In [5]:
import spacy

# Load the English and Russian spaCy models
try:
    nlp_en = spacy.load("en_core_web_sm")
except OSError:
    print("Downloading English spaCy model...")
    import subprocess
    subprocess.run(["python", "-m", "spacy", "download", "en_core_web_sm"])
    nlp_en = spacy.load("en_core_web_sm")

try:
    nlp_ru = spacy.load("ru_core_news_sm")
except OSError:
    print("Downloading Russian spaCy model...")
    import subprocess
    subprocess.run(["python", "-m", "spacy", "download", "ru_core_news_sm"])
    nlp_ru = spacy.load("ru_core_news_sm")


def tag_sentence(sentence, language):
    if language == "en":
        doc = nlp_en(sentence)
    elif language == "ru":
        doc = nlp_ru(sentence)
    else:
        raise ValueError("Unsupported language")
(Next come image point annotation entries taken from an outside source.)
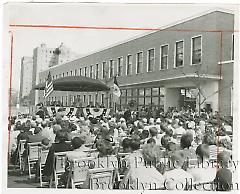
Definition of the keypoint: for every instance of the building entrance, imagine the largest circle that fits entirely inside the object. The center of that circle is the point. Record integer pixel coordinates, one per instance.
(188, 97)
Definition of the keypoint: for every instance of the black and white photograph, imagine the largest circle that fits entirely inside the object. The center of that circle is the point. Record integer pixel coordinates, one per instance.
(121, 96)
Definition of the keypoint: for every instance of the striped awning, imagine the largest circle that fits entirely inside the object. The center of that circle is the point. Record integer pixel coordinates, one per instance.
(75, 83)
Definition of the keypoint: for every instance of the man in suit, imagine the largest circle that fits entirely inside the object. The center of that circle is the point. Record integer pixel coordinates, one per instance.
(59, 146)
(37, 137)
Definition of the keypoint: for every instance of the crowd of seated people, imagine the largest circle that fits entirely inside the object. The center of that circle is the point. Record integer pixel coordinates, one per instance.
(170, 152)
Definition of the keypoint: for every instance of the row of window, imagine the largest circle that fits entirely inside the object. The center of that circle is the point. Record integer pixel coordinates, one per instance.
(107, 70)
(72, 99)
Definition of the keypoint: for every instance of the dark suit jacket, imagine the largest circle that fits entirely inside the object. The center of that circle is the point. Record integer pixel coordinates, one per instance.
(35, 138)
(56, 147)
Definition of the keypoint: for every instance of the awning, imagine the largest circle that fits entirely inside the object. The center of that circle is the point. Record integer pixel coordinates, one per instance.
(76, 83)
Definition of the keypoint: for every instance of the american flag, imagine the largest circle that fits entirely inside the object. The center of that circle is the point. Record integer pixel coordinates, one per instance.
(49, 86)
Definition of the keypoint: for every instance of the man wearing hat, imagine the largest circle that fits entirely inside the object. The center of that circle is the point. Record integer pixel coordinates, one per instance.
(37, 137)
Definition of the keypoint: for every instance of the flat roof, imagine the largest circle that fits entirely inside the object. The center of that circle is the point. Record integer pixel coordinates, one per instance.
(153, 31)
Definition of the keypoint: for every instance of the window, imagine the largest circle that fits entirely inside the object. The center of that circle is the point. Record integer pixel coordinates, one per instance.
(111, 68)
(120, 66)
(129, 65)
(97, 71)
(85, 71)
(91, 71)
(196, 50)
(80, 71)
(139, 65)
(104, 70)
(164, 57)
(102, 98)
(232, 53)
(179, 54)
(151, 60)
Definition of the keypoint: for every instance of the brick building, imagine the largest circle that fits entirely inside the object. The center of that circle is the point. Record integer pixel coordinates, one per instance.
(164, 68)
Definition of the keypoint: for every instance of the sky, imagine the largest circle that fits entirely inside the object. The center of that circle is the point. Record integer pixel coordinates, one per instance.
(84, 41)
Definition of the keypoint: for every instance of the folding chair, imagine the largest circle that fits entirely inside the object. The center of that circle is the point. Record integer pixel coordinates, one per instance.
(42, 160)
(33, 156)
(59, 166)
(191, 163)
(101, 178)
(91, 152)
(78, 171)
(122, 164)
(20, 151)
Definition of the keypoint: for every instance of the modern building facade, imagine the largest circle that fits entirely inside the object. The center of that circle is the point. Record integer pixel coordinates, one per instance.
(44, 58)
(25, 78)
(189, 63)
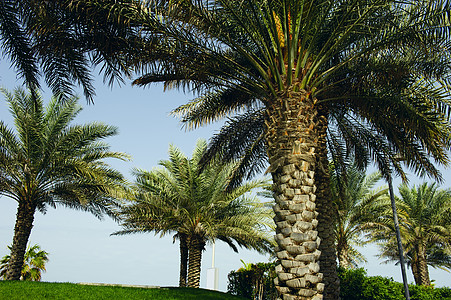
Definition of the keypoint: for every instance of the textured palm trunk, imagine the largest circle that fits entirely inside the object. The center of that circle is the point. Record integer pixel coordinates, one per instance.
(183, 259)
(327, 214)
(22, 230)
(343, 257)
(196, 246)
(415, 273)
(292, 137)
(422, 277)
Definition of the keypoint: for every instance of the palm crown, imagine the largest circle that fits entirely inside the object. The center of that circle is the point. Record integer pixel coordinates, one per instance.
(48, 162)
(193, 203)
(425, 225)
(358, 75)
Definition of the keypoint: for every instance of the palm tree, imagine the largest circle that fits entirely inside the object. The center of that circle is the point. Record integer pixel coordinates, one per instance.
(34, 263)
(193, 202)
(292, 72)
(48, 162)
(63, 40)
(425, 226)
(357, 203)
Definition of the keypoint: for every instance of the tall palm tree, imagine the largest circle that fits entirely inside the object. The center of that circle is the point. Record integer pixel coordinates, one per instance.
(192, 202)
(63, 40)
(425, 226)
(289, 71)
(357, 203)
(48, 162)
(34, 263)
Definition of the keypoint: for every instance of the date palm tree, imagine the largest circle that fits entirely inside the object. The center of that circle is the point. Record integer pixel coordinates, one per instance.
(63, 40)
(291, 72)
(46, 162)
(357, 203)
(34, 263)
(192, 202)
(425, 226)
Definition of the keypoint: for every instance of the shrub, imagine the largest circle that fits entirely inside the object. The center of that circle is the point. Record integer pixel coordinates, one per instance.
(254, 281)
(355, 284)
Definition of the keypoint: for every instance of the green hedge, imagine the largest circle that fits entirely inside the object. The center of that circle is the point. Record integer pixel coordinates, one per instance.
(355, 285)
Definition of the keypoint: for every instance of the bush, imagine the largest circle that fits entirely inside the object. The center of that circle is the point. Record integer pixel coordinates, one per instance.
(355, 284)
(255, 281)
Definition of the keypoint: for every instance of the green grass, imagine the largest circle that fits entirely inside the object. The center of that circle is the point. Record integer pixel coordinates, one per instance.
(45, 290)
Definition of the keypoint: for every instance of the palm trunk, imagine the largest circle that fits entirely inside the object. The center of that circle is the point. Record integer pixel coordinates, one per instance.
(327, 215)
(292, 138)
(415, 272)
(183, 259)
(423, 272)
(196, 246)
(22, 230)
(343, 257)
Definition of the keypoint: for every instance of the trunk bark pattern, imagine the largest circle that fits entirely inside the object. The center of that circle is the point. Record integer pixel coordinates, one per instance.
(292, 140)
(183, 259)
(196, 246)
(423, 272)
(22, 230)
(327, 214)
(343, 257)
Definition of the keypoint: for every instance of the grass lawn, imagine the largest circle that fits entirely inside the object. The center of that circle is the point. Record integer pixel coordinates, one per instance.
(46, 290)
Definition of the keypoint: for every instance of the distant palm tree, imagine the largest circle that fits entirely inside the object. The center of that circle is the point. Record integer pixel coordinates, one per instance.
(183, 198)
(357, 204)
(289, 72)
(48, 162)
(34, 263)
(62, 40)
(425, 225)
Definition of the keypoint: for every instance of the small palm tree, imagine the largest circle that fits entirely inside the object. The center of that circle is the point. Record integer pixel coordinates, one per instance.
(356, 203)
(34, 263)
(193, 203)
(425, 225)
(47, 162)
(289, 72)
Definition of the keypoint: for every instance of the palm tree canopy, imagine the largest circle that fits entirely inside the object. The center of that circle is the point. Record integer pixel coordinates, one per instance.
(46, 161)
(366, 77)
(357, 204)
(179, 197)
(354, 57)
(425, 225)
(64, 40)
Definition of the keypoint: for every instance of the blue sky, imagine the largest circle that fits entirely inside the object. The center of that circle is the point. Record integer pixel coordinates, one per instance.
(80, 246)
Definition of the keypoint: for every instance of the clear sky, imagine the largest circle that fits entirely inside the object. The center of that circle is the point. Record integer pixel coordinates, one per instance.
(80, 246)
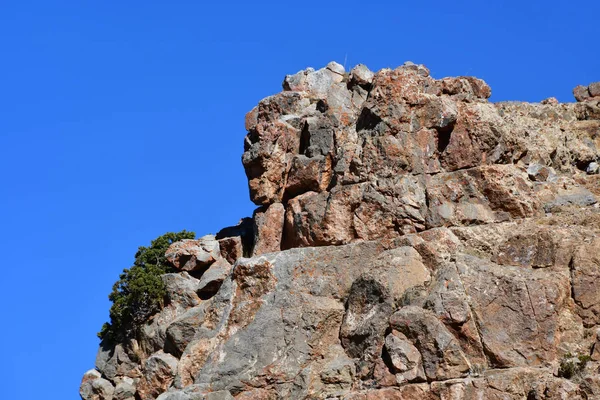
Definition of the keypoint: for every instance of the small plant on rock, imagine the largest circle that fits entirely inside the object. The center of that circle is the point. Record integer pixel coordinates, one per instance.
(139, 293)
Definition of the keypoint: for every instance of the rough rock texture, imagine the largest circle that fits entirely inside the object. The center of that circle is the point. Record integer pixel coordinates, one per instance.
(412, 241)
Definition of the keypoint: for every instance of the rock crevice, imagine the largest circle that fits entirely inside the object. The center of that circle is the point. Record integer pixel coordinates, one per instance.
(412, 241)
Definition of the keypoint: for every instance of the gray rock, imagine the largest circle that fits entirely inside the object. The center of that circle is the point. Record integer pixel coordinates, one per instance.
(403, 354)
(541, 173)
(213, 278)
(181, 332)
(361, 75)
(337, 69)
(572, 196)
(113, 360)
(593, 168)
(181, 289)
(367, 308)
(594, 89)
(442, 355)
(581, 93)
(193, 255)
(124, 391)
(96, 388)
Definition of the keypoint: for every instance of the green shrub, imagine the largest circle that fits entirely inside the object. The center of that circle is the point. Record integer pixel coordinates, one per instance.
(140, 292)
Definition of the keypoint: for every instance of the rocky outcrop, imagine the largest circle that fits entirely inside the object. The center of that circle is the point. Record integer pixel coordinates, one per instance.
(412, 241)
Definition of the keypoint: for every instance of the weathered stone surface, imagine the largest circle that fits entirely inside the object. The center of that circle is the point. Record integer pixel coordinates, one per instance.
(159, 372)
(412, 241)
(442, 356)
(585, 275)
(193, 255)
(94, 387)
(268, 229)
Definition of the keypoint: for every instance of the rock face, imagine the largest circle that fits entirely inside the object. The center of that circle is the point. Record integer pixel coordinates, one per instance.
(412, 241)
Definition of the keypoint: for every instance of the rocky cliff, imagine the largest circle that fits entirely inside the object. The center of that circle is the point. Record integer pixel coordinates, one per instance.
(412, 241)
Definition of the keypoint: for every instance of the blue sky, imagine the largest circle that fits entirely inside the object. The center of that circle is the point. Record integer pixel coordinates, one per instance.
(122, 120)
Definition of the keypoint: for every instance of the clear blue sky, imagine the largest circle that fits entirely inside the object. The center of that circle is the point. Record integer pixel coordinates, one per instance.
(122, 120)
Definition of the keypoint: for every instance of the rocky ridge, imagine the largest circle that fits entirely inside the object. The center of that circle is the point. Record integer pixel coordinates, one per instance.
(412, 241)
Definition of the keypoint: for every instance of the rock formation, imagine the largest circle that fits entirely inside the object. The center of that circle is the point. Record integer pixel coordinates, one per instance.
(412, 241)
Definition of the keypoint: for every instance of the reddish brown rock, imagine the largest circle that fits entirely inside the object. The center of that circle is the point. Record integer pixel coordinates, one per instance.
(413, 241)
(192, 255)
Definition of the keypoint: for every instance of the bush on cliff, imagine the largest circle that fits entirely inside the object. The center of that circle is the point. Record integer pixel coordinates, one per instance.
(139, 293)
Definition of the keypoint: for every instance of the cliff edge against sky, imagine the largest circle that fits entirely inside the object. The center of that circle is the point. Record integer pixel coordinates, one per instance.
(412, 241)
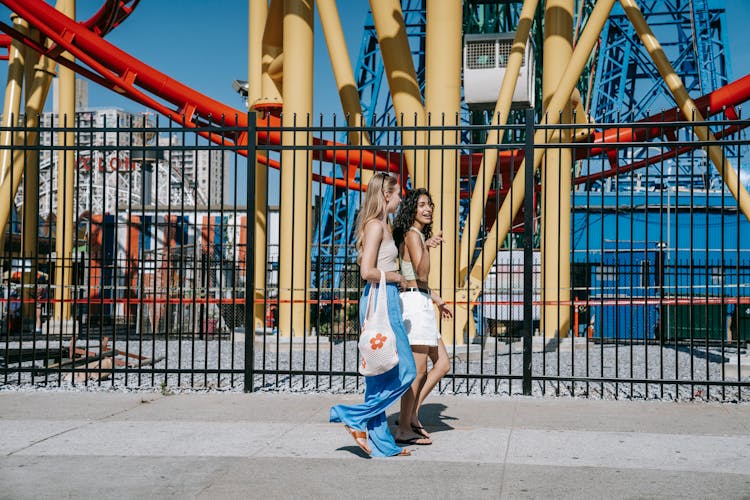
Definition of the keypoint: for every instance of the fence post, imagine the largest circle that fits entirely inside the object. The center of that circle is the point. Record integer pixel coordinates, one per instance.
(250, 253)
(528, 251)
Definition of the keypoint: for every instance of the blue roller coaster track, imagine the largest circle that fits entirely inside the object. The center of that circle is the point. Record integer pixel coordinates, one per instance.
(624, 86)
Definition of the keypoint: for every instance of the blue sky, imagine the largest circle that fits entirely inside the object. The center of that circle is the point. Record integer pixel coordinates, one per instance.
(204, 45)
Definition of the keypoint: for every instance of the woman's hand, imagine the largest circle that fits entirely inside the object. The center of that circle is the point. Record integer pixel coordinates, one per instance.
(400, 280)
(445, 311)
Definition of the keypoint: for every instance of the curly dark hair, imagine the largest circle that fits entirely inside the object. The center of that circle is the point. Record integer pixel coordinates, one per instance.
(406, 215)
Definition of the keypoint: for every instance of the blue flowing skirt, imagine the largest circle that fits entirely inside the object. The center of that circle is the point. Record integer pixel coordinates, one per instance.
(381, 390)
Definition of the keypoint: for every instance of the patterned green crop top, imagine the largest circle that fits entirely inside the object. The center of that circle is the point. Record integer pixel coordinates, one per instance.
(407, 269)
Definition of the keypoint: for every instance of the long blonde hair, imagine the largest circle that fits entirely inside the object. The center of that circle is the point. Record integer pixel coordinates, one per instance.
(374, 204)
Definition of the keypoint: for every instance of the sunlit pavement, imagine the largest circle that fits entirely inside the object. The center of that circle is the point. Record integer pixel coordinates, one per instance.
(280, 445)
    tagged_words = [(token.text, token.pos_) for token in doc]
    return tagged_words

def process_file(input_filepath, output_filepath, language):
    try:
        with open(input_filepath, "r", encoding="utf-8") as infile, \
                open(output_filepath, "w", encoding="utf-8") as outfile:  # Open output file
            for line in infile:
                sentence = line.strip()
                if sentence:
                    tagged_sentence = tag_sentence(sentence, language)
                    
                    outfile.write(f"{tagged_sentence}\n")
                    
    except FileNotFoundError:
        print(f"Error: File not found at {input_filepath}")
    except Exception as e:
        print(f"An error occurred: {e}")

# Example usage:
english_file = "english.txt"
english_output_file = "english_tagged.txt"  # Output file for English
russian_file = "russian.txt"
russian_output_file = "russian_tagged.txt"  # Output file for Russian

process_file(english_file, english_output_file, "en")
process_file(russian_file, russian_output_file, "ru")

print(f"Tagged English sentences saved to: {english_output_file}")
print(f"Tagged Russian sentences saved to: {russian_output_file}")

Tagged English sentences saved to: english_tagged.txt
Tagged Russian sentences saved to: russian_tagged.txt